How to deal with the “TooManyCallsException”

I randomly see the question “We get the TooManyCallsException while rendering pages, and we need to increase the threshold for the number of inclusions to 5000. Is this a problem? What can we do so we don’t run into this issue at all?”

Before I answer this question, I want to explain the background of this setting, why it was introduced and when such a “Call” is made.

Sling rendering is based on Servlets; and while a single servlet can handle the rendering of the complete response body, that is not that common in AEM. AEM pages normally consistent of a variety of different components, which internally can consist of distinct subcomponents as well. This depends on the design approach the development has choosen.
(It should be mentioned that all JSPs and all HTL scripts are compiled into regular Java servlets.)

That means that the rendering process can be considered as tree of servlets, and servlets calling other servlets (with the DefaultGetServlet being the root of such a tree when rendering pages). This tree is structured along the resource tree of the page, but it can include servlets which are rendering content from different areas of the repository; for example when dealing with content fragments or including images, which require their metadata to be respected.

It is possible to turn this tree into a cyclic graph; and that means that the process of traversing this tree of servlets will turn into a recursion. In that case request processing will never terminate, the Jetty thread pool will quickly fill up to its limit, and the system will get unavailable. To avoid this situation only a limited number of servlet-calls per request is allowed. And that’s this magic number of 1000 allowed calls (which is configured in the Sling Main Servlet).

Knowing this let me try to answer the question “Is it safe to increase this value of 1000 to 5000?“. Yes, it is safe. In case your page rendering process goes recursive it terminates later, which will increase a bit the risk of your AEM instance getting unavailable.

Are there any drawbacks? Why is the default 1000 and not 5000 (or 10000 or any higher value)?” From experience 1000 is sufficient for the majority of applications. It might be too low for applications where the components are designed very granular which in turn require a lot of servlet calls to properly render a page.
And every servlet call comes with a small overhead (mostly for running the component-level filters); and even if this overhead is just 100 microseconds, 1000 invocations are 100 ms just for the invocation overhead. That means you should find a good balance between a clean application modularization and the runtime performance overhead of it.

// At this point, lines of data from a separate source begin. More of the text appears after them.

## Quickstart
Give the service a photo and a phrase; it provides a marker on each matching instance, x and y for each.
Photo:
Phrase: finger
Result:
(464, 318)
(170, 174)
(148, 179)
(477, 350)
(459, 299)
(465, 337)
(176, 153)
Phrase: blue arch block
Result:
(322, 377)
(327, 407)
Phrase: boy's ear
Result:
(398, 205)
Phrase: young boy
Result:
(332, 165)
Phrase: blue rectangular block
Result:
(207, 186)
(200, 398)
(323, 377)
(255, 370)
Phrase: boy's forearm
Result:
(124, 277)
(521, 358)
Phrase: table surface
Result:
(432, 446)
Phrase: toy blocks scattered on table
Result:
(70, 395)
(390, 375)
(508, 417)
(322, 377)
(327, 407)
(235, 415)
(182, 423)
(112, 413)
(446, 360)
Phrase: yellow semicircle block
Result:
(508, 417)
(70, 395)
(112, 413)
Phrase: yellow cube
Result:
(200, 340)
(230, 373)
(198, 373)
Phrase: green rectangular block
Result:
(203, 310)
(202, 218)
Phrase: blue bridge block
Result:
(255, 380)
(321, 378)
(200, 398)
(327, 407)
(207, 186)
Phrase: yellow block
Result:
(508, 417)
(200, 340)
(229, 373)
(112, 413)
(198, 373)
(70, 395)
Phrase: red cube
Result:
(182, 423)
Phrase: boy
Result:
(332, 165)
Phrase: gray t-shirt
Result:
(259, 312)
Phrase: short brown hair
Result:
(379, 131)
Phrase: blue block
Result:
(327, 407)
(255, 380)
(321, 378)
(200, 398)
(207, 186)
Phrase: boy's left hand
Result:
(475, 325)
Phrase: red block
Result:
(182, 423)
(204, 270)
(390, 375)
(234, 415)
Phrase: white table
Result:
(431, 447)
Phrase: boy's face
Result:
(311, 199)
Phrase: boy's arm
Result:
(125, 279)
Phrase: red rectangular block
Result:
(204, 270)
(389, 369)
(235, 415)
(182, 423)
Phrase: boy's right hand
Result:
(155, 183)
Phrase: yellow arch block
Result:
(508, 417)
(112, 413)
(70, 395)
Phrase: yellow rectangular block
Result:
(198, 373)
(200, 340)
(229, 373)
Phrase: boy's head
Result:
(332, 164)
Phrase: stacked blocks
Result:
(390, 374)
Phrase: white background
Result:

Which leads to the next question: “What are the problematic calls we should think of?“. Good one.
From a high-level view of AEM page renderings, you cannot avoid the servlet-calls which render the components. That means that you as an AEM application developer cannot influence the overall page rendering process, but you can only try to optimise the rendering of individual (custom) components.
To optimise these, you should be aware, that the following things trigger the invocation of a servlet during page rendering:

  • the <cq:include>, <sling:include> and <sling:forward> JSP tags
  • the data-sly-include statement of HTL
  • and every method which invokes directly or indirectly the service() method of a servlet.

A good way to check this for some pages is the “Recent requests” functionality of the OSGI Webconsole.